Wednesday, March 24, 2010

El Cargador





On a warm, windy March day Vincent Stanzione and I went
into the pueblo of Santiago Atitlan in search of anybody who
might know some of the history of a man known to most as
El Cargador. A man who for most of his abbreviated life carried
cargo from boats that unloaded at the docks. He carried his loads
from 6 AM until there was little or nothing more that needed
moving. Little was known about him except that he was often
ridiculed because of his appearance, that he was ridiculously
drunk most afternoons and nights, and that he almost always
slept in the street.

Vincent, fluent in both Spanish and Tzutujil, talked with some
of the people who knew him best. He died sometime during the
past year and was given a pauper's burial. As best we can
determine there was one mourner, the Nabeysil (a sacred
bundle dancer), a long-time companion.






Vincent has transcribed the simple comments made about El Cargador. Most recalled him with sadness or humorous comments. It seems that practically everybody recognized him, but knew little of his life.









"He was always a bothersome person. He drank a lot as a young man and I think that maybe he was driven mad, mentally ill, by the people around him. He had brothers, but I don't think anybody knows where they are."

"He owned a small parcel of land in the center of the pueblo.
Some of his family loaned him small amounts of money at times,
and then, when he was unable to pay them back, they took his
land. Then they threw him out of the house."

It seems that he was fond of the young girls, but was totally inept around them. They would tease him and he would throw stones at the girls. When Vincent began talking with them this is their first memory.

"His thinking wasn't straight, his head wasn't straight. He just wasn't normal in the way people should be normal. Once a man wanted to clean him up because he was a filthy person, he never washed. Never cleaned his clothes. People were afraid of him because he was so filthy and
smelled so bad."

"He got people really mad. And they made him angry. There was a lot of rock throwing and name calling."

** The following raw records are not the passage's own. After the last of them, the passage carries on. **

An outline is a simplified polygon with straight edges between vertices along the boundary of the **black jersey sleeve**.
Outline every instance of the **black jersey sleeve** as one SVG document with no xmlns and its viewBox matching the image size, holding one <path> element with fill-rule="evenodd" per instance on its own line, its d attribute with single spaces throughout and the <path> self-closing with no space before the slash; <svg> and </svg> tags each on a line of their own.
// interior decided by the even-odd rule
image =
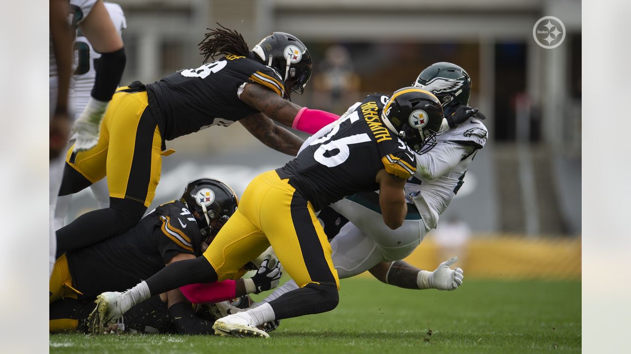
<svg viewBox="0 0 631 354">
<path fill-rule="evenodd" d="M 186 205 L 179 201 L 163 204 L 156 209 L 160 226 L 154 231 L 158 249 L 166 263 L 179 253 L 200 253 L 201 235 Z"/>
</svg>

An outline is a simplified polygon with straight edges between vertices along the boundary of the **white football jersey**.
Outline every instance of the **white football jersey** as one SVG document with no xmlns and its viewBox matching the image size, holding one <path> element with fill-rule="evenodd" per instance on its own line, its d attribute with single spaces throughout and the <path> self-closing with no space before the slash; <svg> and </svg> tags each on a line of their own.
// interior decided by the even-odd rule
<svg viewBox="0 0 631 354">
<path fill-rule="evenodd" d="M 122 9 L 118 4 L 113 3 L 104 3 L 104 4 L 112 19 L 112 23 L 120 36 L 122 30 L 127 28 L 127 21 Z M 77 118 L 83 111 L 90 99 L 90 92 L 94 86 L 94 78 L 97 75 L 95 64 L 101 57 L 101 54 L 94 50 L 90 41 L 80 30 L 77 31 L 74 48 L 74 66 L 76 69 L 73 78 L 74 81 L 74 115 L 75 118 Z"/>
<path fill-rule="evenodd" d="M 70 25 L 74 28 L 76 28 L 88 14 L 92 10 L 92 7 L 97 0 L 70 0 L 70 9 L 69 13 L 69 21 Z M 52 49 L 52 39 L 49 35 L 49 43 L 50 44 L 49 54 L 49 77 L 57 77 L 57 62 L 55 61 L 55 53 Z M 56 79 L 55 81 L 55 87 L 57 87 Z"/>
<path fill-rule="evenodd" d="M 416 156 L 416 171 L 406 184 L 405 192 L 408 201 L 418 208 L 427 231 L 436 227 L 439 215 L 463 185 L 469 164 L 488 137 L 484 124 L 472 118 L 443 132 L 436 137 L 433 149 Z"/>
</svg>

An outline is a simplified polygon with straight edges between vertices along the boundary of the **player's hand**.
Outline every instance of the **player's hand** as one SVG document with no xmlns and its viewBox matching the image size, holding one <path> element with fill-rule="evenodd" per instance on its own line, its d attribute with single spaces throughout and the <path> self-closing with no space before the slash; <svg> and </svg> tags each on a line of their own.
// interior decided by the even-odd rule
<svg viewBox="0 0 631 354">
<path fill-rule="evenodd" d="M 68 113 L 56 113 L 50 120 L 49 134 L 50 159 L 57 158 L 66 149 L 70 132 L 70 120 Z"/>
<path fill-rule="evenodd" d="M 458 261 L 457 257 L 453 257 L 438 266 L 436 270 L 432 272 L 433 287 L 440 290 L 453 290 L 462 285 L 463 270 L 459 268 L 451 269 L 449 267 Z"/>
<path fill-rule="evenodd" d="M 108 103 L 92 97 L 88 100 L 88 104 L 74 122 L 73 128 L 73 132 L 76 134 L 74 151 L 88 150 L 97 145 L 101 120 L 105 114 Z"/>
<path fill-rule="evenodd" d="M 95 147 L 98 142 L 100 124 L 94 125 L 77 120 L 74 122 L 73 133 L 76 136 L 74 151 L 84 151 Z"/>
<path fill-rule="evenodd" d="M 280 270 L 280 263 L 275 262 L 276 266 L 271 266 L 268 265 L 269 263 L 269 260 L 263 261 L 259 271 L 252 277 L 252 280 L 256 287 L 254 294 L 273 289 L 278 286 L 280 277 L 283 276 L 283 272 Z"/>
<path fill-rule="evenodd" d="M 472 108 L 469 106 L 461 105 L 451 115 L 445 117 L 445 119 L 447 120 L 447 123 L 449 125 L 449 128 L 455 128 L 466 122 L 469 118 L 476 115 L 478 110 L 480 110 L 478 108 Z M 482 115 L 482 116 L 484 117 L 484 115 Z M 480 119 L 485 119 L 486 118 L 486 117 L 484 117 L 484 118 L 481 118 Z"/>
</svg>

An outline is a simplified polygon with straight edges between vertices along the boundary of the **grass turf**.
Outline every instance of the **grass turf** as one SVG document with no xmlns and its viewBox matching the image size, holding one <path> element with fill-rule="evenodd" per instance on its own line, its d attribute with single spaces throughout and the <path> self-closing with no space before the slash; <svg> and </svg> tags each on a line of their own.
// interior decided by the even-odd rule
<svg viewBox="0 0 631 354">
<path fill-rule="evenodd" d="M 454 292 L 342 280 L 332 312 L 281 321 L 270 338 L 63 334 L 50 353 L 561 353 L 581 351 L 581 283 L 466 280 Z M 430 334 L 431 333 L 431 334 Z"/>
</svg>

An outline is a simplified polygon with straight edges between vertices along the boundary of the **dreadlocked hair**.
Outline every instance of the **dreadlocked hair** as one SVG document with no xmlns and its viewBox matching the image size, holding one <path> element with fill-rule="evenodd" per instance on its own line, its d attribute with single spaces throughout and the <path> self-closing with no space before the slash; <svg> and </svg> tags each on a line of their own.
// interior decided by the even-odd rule
<svg viewBox="0 0 631 354">
<path fill-rule="evenodd" d="M 241 33 L 228 30 L 217 23 L 221 28 L 211 30 L 206 33 L 204 40 L 199 42 L 199 54 L 204 55 L 204 62 L 209 58 L 215 59 L 218 54 L 237 54 L 247 57 L 250 52 Z"/>
</svg>

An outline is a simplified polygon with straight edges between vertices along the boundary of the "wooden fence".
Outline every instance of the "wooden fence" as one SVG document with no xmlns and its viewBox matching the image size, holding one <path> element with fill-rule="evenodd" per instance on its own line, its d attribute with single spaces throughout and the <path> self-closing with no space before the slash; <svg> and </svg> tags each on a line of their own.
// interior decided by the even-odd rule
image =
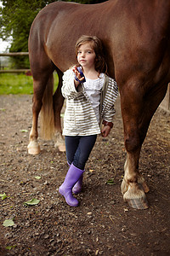
<svg viewBox="0 0 170 256">
<path fill-rule="evenodd" d="M 13 57 L 13 56 L 23 56 L 28 55 L 28 52 L 10 52 L 10 53 L 0 53 L 0 57 Z M 30 69 L 0 69 L 0 73 L 26 73 L 30 72 Z"/>
</svg>

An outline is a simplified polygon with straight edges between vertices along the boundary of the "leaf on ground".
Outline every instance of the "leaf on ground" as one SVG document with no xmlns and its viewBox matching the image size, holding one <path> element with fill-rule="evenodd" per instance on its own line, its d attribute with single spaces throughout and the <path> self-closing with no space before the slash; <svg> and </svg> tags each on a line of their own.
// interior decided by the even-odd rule
<svg viewBox="0 0 170 256">
<path fill-rule="evenodd" d="M 113 178 L 108 179 L 108 181 L 106 182 L 106 183 L 107 183 L 108 185 L 115 185 L 114 179 L 113 179 Z"/>
<path fill-rule="evenodd" d="M 40 178 L 42 178 L 40 176 L 34 176 L 34 177 L 35 177 L 36 179 L 40 179 Z"/>
<path fill-rule="evenodd" d="M 5 219 L 3 225 L 4 227 L 12 227 L 14 225 L 14 223 L 12 219 Z"/>
<path fill-rule="evenodd" d="M 28 205 L 28 206 L 34 206 L 34 205 L 37 205 L 39 203 L 39 200 L 36 199 L 36 198 L 32 198 L 30 201 L 27 201 L 24 203 L 24 205 Z"/>
<path fill-rule="evenodd" d="M 7 197 L 7 195 L 5 193 L 0 194 L 0 197 L 1 197 L 2 200 L 3 200 Z"/>
<path fill-rule="evenodd" d="M 6 250 L 11 250 L 12 248 L 14 248 L 16 246 L 8 246 L 8 247 L 6 247 L 5 249 Z"/>
<path fill-rule="evenodd" d="M 28 132 L 28 130 L 23 129 L 23 130 L 20 130 L 20 131 L 21 131 L 21 132 Z"/>
</svg>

"They taunted him by calling him Mono (monkey) and laughed at him when he got mad."

"He might have been appreciated in older times, times when people appreciated people like him, people who were touched or slow, but knew when earthquakes were about to happen, or how to make the rains come. He could have been a spiritualist, he would have had some respect. He might have been a diviner or an oracle and had a real place here."

His name was Adoy. (K'aamronel, Cargador. Eb'rel, drunk). He was from the pueblo of Panul originally. He was Diego Rianda. He will be remembered by many as an entertainer, a simple thankful man, always grateful for a few coins to buy rum, one who, probably never knowing it, enriched lives just by being a special character.









(( Vincent Stanzione is the author of Rituals of Sacrifice: University of New Mexico Press ))

1 comment:

  1. No person, no matter how poor or handicapped, or mentally challenged, should pass from this earth without acknowledgement that he lived. What you did here, in honoring this poor soul, was a selfless act of kindness, or what we call a mitzvah.

    And, you're writing is improving!